Tuesday, 31 May 2011

Be tick aware this summer

At this time of the year unfortunately there’s a danger we should all be cautious of when out and about, especially in areas of long grass and moorland. Places like these are the perfect habitat for the tiny blood sucking parasites, known as ticks.

Ticks are particularly prevalent between April and October. These tiny bloodsuckers attach themselves to exposed skin and need special care to remove as their head and body can detach. The greatest danger is infection which can lead to Lyme disease.

Lyme disease causes a range of unpleasant symptoms which may include a circular red rash, headaches, a stiff neck, extreme fatigue, muscle and joint pain, and disturbances of sight, hearing, digestive system and sleep. If left untreated it can progress to the joints, the heart and the nervous system.

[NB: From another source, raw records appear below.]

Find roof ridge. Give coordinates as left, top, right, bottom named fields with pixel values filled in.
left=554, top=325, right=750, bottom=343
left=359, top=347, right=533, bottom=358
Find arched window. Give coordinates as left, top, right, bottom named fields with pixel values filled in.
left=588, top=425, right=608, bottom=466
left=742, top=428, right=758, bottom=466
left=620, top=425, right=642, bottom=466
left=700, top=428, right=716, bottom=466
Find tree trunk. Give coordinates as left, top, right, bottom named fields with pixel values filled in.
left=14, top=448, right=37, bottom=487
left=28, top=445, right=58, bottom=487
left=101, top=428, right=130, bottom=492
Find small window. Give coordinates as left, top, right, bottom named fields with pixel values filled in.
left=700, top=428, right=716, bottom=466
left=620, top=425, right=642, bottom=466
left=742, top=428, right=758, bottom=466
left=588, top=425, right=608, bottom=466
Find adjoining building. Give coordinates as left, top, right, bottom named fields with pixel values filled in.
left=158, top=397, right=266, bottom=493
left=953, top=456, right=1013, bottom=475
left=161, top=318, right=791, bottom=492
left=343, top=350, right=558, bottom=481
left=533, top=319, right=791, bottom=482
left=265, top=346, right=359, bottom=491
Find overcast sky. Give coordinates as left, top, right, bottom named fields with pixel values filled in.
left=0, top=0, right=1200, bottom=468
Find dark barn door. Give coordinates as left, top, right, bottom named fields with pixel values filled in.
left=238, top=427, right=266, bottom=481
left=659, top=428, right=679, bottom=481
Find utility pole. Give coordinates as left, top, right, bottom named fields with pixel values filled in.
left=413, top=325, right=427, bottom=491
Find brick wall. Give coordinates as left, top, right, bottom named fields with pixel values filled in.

To reduce the risk of being bitten by an infected tick, the charity Lyme Disease Action advises parents and their children to take the following precautions:

·         Wear long sleeves and trousers
·         Wear light-coloured clothing so ticks are easier to spot
·         Use an insect repellent effective against ticks (look for those containing the chemical DEET)
·         Keep to pathways and try to avoid areas of overgrown vegetation
·         Check for ticks regularly during the day
·         Remove any ticks found attached as soon as possible
·         Pack a tick remover if walking or holidaying away from home

Tick removal
Example of what to look out for!

Ticks should be removed immediately with a tick removal tool or fine pointed tweezers. Gently pull the tick's body away from your skin directly outwards, without jerking. Do not try to pull the tick out with your fingers, burn the tick or cover it with creams or chemicals.

If you have been bitten by a tick and notice any of the above symptoms, seek medical help straight away. Diagnosed and treated early, Lyme disease can be treated successfully with antibiotics.  NB tick bites do not itch like mosquito bites, so awareness is important to aid diagnosis.